Gertrude Nabukeera, or Mama Sylvia as she is usually known, stands with her arms resting on her hips as she supervises a handful of men unloading the catch from a fishing boat. It’s early in the morning and the boats are bringing their night’s catch in at the Nakatiba landing site, on the island of Bugala in Lake Victoria, Africa’s largest expanse of fresh water. More than 400m long and lined with motor-driven boats, this landing site is owned and run by Mama Sylvia.There are concrete stalls from which she sells the catch of the day, and to the right an icebox the size of a freight container in which she stores the fish.
It’s unusual for a woman to be the boss of a fishing business in Uganda, or anywhere else for that matter, but even more surprising is the fact that she herself was once a fisherwoman – one fisherwoman among many, many fishermen.
“I was born right by the lakeside,” she says remembering her early years on the mainland. “Throughout my childhood all I saw around me was fishermen and the business of fishing. I also noticed that it was the fishermen that were the most well off in the community. So I decided I was going to give it a go.”

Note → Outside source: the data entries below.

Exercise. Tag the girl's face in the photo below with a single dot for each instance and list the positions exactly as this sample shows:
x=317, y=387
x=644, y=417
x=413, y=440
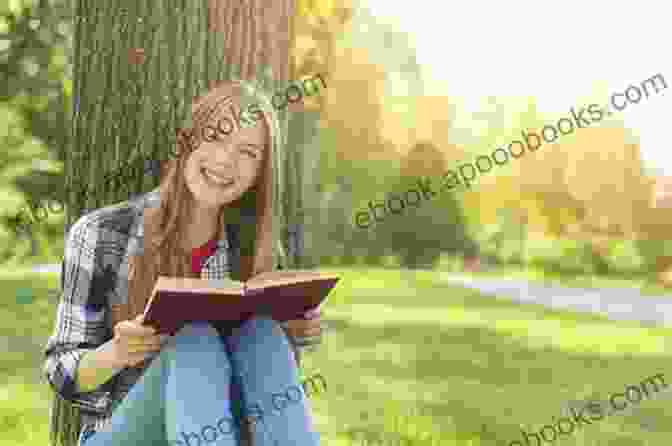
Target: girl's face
x=224, y=166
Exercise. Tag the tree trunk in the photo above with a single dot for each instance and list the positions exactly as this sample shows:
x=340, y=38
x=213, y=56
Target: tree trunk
x=137, y=69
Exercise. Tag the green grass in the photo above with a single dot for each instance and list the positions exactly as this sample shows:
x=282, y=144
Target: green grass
x=414, y=360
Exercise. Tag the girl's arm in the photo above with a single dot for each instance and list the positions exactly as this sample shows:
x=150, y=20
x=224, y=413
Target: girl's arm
x=96, y=367
x=81, y=323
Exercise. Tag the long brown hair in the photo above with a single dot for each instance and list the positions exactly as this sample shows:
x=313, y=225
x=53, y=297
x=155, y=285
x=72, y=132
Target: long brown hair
x=164, y=227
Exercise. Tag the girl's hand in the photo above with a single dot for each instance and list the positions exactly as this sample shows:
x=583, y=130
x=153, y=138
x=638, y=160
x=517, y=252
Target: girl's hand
x=662, y=193
x=133, y=342
x=307, y=327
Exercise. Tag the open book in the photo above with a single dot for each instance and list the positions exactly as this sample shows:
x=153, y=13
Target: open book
x=281, y=295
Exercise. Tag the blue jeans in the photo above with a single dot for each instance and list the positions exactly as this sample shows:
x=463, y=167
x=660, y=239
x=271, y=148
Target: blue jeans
x=191, y=393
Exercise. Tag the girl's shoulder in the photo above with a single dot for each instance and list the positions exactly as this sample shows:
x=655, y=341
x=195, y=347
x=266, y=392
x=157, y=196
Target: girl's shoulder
x=117, y=218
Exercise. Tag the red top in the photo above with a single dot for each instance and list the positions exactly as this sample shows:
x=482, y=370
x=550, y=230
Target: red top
x=200, y=254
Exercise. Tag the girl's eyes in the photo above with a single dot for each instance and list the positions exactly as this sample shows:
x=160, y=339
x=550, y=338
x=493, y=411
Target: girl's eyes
x=249, y=151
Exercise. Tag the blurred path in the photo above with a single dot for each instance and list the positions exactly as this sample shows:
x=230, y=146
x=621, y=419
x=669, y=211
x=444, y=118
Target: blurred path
x=614, y=303
x=51, y=268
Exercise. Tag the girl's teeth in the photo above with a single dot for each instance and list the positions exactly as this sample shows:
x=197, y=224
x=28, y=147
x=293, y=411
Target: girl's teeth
x=216, y=179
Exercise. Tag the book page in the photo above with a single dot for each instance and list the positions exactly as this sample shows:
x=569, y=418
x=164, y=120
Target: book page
x=198, y=285
x=287, y=277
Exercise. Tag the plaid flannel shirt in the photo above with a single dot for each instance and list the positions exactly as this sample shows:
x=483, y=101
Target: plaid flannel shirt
x=94, y=275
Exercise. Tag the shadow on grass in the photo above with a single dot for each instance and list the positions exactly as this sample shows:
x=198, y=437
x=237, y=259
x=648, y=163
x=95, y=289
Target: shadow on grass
x=445, y=359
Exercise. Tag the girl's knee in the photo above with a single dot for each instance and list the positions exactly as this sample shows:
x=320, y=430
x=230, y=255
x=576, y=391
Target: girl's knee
x=197, y=333
x=262, y=324
x=200, y=329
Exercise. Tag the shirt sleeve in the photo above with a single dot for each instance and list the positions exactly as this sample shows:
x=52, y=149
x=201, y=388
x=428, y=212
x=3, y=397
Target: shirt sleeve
x=80, y=319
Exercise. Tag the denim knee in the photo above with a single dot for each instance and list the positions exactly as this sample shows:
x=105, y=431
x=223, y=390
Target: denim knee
x=197, y=333
x=262, y=325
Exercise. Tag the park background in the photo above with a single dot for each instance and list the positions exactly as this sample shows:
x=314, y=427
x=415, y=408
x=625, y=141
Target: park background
x=408, y=357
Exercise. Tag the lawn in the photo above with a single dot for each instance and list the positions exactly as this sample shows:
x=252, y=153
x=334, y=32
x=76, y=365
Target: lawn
x=413, y=360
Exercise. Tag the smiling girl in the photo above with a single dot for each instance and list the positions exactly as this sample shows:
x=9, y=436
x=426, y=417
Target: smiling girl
x=215, y=214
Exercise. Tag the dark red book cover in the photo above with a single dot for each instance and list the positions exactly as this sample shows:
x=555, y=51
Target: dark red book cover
x=281, y=295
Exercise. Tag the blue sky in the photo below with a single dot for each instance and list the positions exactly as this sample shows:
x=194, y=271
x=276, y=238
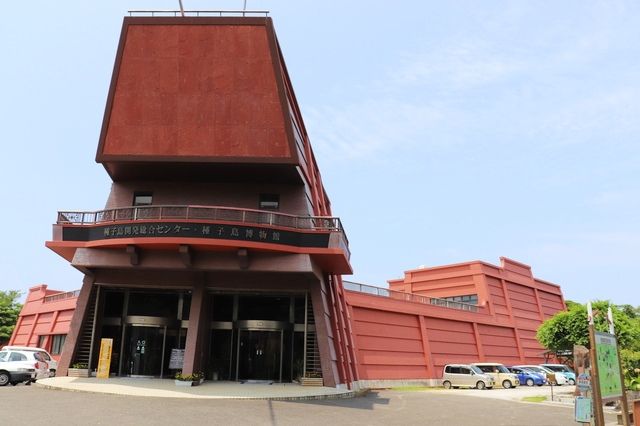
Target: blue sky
x=445, y=131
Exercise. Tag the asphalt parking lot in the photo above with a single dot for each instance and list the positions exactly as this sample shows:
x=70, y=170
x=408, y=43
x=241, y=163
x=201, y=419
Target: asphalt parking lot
x=32, y=405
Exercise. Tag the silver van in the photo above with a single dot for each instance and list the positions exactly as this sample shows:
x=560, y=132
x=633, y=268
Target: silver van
x=465, y=375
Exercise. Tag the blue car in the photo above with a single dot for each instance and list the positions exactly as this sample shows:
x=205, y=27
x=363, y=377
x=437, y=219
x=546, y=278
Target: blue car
x=566, y=371
x=528, y=377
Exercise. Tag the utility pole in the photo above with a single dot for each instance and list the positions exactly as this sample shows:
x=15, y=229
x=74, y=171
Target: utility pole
x=598, y=412
x=624, y=404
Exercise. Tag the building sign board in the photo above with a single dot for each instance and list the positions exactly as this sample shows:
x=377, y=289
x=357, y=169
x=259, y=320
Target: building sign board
x=104, y=360
x=196, y=230
x=608, y=365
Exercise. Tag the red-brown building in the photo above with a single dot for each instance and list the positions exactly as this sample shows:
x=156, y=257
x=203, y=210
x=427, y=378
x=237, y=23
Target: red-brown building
x=467, y=312
x=217, y=241
x=44, y=319
x=217, y=237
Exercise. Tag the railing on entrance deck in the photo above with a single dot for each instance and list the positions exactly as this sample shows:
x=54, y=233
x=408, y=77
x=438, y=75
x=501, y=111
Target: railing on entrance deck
x=409, y=297
x=213, y=213
x=61, y=296
x=219, y=13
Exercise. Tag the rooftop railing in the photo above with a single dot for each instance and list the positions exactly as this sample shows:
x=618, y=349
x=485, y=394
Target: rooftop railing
x=209, y=213
x=230, y=13
x=409, y=297
x=61, y=296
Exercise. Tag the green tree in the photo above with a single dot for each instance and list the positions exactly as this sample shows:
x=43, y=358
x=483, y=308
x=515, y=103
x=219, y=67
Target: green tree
x=570, y=327
x=9, y=311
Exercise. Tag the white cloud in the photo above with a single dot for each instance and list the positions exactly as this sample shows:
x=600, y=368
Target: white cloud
x=368, y=128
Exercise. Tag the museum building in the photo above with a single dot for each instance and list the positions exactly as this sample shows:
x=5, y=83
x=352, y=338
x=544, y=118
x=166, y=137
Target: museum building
x=217, y=236
x=218, y=242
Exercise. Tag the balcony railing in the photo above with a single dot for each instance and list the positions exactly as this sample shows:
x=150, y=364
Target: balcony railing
x=219, y=13
x=61, y=296
x=209, y=213
x=409, y=297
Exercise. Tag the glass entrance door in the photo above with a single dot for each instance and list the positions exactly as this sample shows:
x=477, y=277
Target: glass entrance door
x=144, y=351
x=259, y=355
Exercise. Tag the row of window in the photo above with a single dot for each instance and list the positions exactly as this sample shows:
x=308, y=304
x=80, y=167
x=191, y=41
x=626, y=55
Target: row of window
x=471, y=299
x=57, y=342
x=266, y=201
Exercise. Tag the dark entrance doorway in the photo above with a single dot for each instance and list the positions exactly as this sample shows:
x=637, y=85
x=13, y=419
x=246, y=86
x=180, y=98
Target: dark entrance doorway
x=144, y=350
x=260, y=355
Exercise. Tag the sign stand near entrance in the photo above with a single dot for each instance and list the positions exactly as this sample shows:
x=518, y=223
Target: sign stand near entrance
x=104, y=361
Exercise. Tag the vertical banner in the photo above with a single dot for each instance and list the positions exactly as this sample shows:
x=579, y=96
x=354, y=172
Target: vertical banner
x=608, y=366
x=104, y=362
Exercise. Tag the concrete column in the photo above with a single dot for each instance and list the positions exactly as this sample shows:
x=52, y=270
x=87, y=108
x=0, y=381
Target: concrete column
x=71, y=341
x=194, y=354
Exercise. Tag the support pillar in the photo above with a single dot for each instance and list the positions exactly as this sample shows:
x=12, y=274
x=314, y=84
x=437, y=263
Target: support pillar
x=71, y=341
x=194, y=353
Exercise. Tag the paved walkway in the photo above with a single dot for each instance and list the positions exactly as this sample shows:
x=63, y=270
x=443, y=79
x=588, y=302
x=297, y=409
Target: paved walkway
x=166, y=388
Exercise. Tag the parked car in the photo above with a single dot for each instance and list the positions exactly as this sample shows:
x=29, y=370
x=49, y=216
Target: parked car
x=22, y=366
x=464, y=375
x=53, y=364
x=529, y=377
x=552, y=377
x=501, y=375
x=565, y=370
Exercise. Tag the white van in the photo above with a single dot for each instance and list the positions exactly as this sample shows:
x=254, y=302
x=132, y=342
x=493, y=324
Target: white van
x=53, y=364
x=465, y=375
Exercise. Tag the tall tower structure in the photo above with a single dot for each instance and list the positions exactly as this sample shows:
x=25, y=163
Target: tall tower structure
x=217, y=241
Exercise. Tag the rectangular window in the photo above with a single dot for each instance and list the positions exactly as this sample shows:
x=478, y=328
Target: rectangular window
x=269, y=202
x=57, y=344
x=142, y=198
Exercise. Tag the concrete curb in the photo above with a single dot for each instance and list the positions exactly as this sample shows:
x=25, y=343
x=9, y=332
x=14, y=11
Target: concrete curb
x=324, y=396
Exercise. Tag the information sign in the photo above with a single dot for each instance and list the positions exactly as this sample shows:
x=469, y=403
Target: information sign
x=583, y=409
x=177, y=359
x=608, y=366
x=104, y=360
x=583, y=382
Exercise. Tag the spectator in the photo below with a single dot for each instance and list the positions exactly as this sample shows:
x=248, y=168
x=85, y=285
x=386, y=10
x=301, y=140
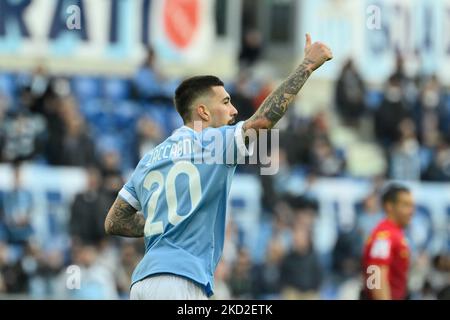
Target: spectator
x=129, y=258
x=150, y=84
x=370, y=215
x=240, y=279
x=95, y=280
x=301, y=274
x=324, y=159
x=350, y=93
x=222, y=276
x=87, y=219
x=149, y=135
x=251, y=49
x=439, y=168
x=405, y=154
x=22, y=134
x=242, y=97
x=17, y=209
x=391, y=112
x=74, y=147
x=267, y=276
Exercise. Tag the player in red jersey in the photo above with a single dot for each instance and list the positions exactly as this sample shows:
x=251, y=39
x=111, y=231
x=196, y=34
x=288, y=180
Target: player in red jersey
x=386, y=253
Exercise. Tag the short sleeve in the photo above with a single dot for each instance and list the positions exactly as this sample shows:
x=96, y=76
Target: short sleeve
x=235, y=148
x=380, y=252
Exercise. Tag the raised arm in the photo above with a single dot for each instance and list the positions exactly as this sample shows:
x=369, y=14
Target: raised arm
x=276, y=104
x=124, y=220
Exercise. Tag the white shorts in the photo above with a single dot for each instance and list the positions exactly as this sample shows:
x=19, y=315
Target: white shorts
x=166, y=287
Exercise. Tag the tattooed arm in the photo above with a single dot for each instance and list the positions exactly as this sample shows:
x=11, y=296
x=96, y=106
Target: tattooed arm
x=276, y=104
x=123, y=220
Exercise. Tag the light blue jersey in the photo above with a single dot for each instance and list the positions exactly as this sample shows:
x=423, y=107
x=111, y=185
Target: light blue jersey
x=182, y=186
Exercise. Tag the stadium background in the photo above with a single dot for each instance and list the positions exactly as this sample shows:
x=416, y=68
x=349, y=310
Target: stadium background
x=78, y=107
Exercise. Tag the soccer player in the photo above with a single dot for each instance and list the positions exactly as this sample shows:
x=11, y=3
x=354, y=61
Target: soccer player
x=386, y=253
x=183, y=194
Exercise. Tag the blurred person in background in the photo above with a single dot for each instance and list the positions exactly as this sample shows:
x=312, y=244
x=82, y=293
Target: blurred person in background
x=240, y=280
x=22, y=133
x=301, y=272
x=17, y=207
x=242, y=96
x=391, y=112
x=86, y=219
x=369, y=216
x=251, y=49
x=325, y=161
x=149, y=135
x=405, y=157
x=439, y=167
x=222, y=275
x=350, y=94
x=430, y=116
x=73, y=146
x=386, y=255
x=129, y=258
x=149, y=83
x=439, y=276
x=42, y=268
x=96, y=281
x=266, y=277
x=13, y=279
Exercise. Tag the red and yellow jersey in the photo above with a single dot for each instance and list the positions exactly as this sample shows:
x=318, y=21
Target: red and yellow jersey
x=387, y=246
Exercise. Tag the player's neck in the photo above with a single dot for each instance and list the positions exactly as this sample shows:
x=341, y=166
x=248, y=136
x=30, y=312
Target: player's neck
x=394, y=221
x=196, y=125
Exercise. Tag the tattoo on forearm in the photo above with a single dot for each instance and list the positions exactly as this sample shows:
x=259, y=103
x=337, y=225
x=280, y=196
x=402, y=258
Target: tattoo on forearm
x=276, y=105
x=123, y=220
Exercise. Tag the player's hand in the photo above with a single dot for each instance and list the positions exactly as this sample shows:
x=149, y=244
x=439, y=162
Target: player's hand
x=316, y=53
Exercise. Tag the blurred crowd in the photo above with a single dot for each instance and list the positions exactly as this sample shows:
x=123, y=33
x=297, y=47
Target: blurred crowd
x=105, y=124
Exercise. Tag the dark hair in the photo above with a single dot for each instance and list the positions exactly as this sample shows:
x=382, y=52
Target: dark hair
x=190, y=89
x=391, y=192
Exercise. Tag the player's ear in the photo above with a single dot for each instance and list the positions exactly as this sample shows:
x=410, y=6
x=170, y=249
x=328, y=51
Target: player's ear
x=203, y=112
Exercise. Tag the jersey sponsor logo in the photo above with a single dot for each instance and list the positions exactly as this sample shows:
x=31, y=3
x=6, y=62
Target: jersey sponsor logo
x=380, y=249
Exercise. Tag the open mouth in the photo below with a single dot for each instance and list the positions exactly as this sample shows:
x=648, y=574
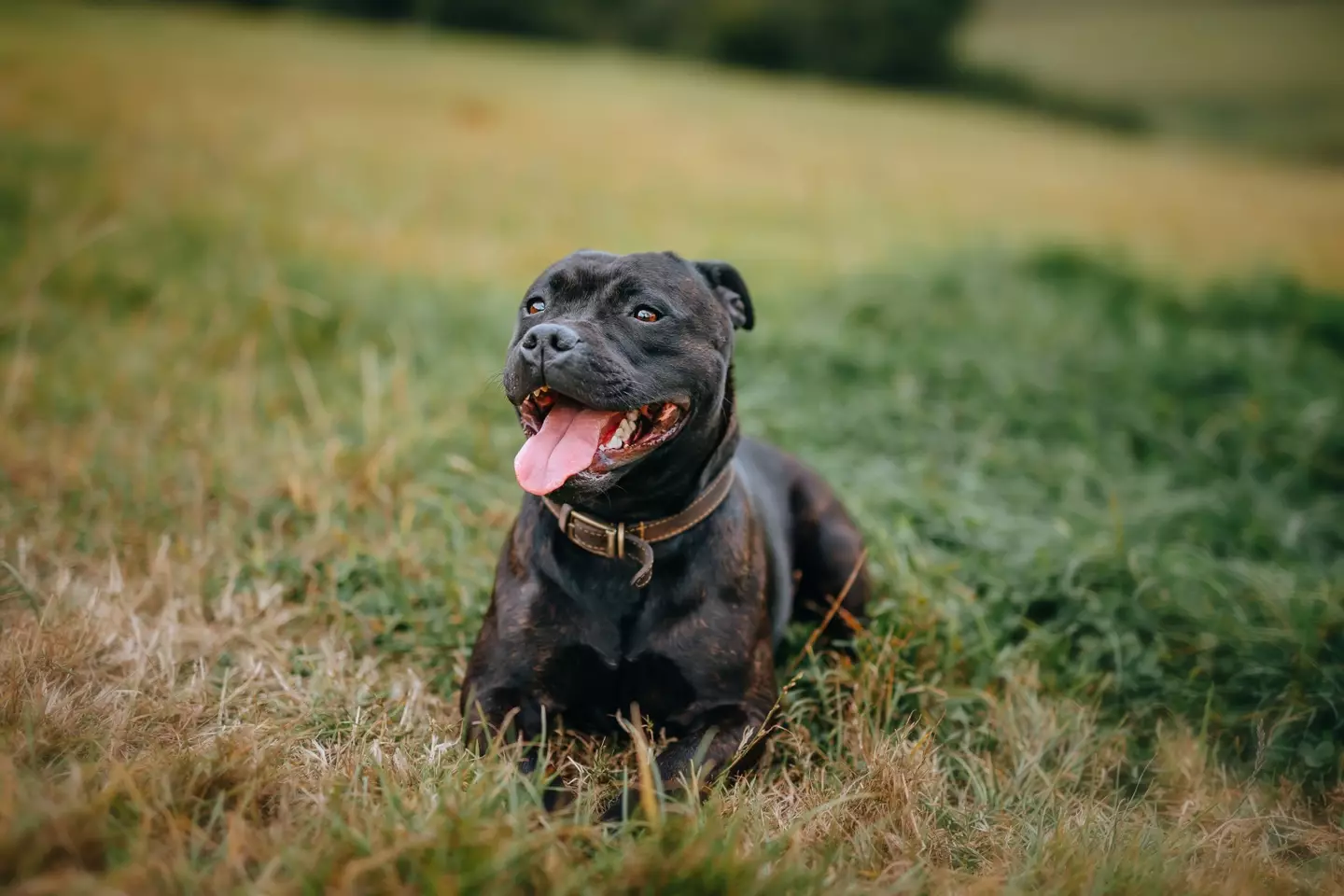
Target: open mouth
x=566, y=437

At the age of 25, in 1989, she started going out on the lake at night to fish.
Later she moved over to Bugala, the largest of the 84 Ssese islands, because the waters there were teeming with fish. But it was a jungle at the time. “This entire place only had four houses,” she says. “We were sharing this place with snakes and there was no electricity. Now the entire island is powered by solar, we’ve started getting piped water and roads are being constructed.”
How come she was the only fisherwoman, I ask her.
“It is a tough and dangerous job” she replies. “When the weather is bad, the lake is a scary place to be with the raging wind and frighteningly high waves.”
When Mama Sylvia started fishing 27 years ago, all she had was a small canoe, which she paddled with an oar. But in 1994 she had saved up enough to buy an engine, and four years later she bought three more. She paid part of the money up front and promised to pay the rest in four months, but cleared the debt in half the time.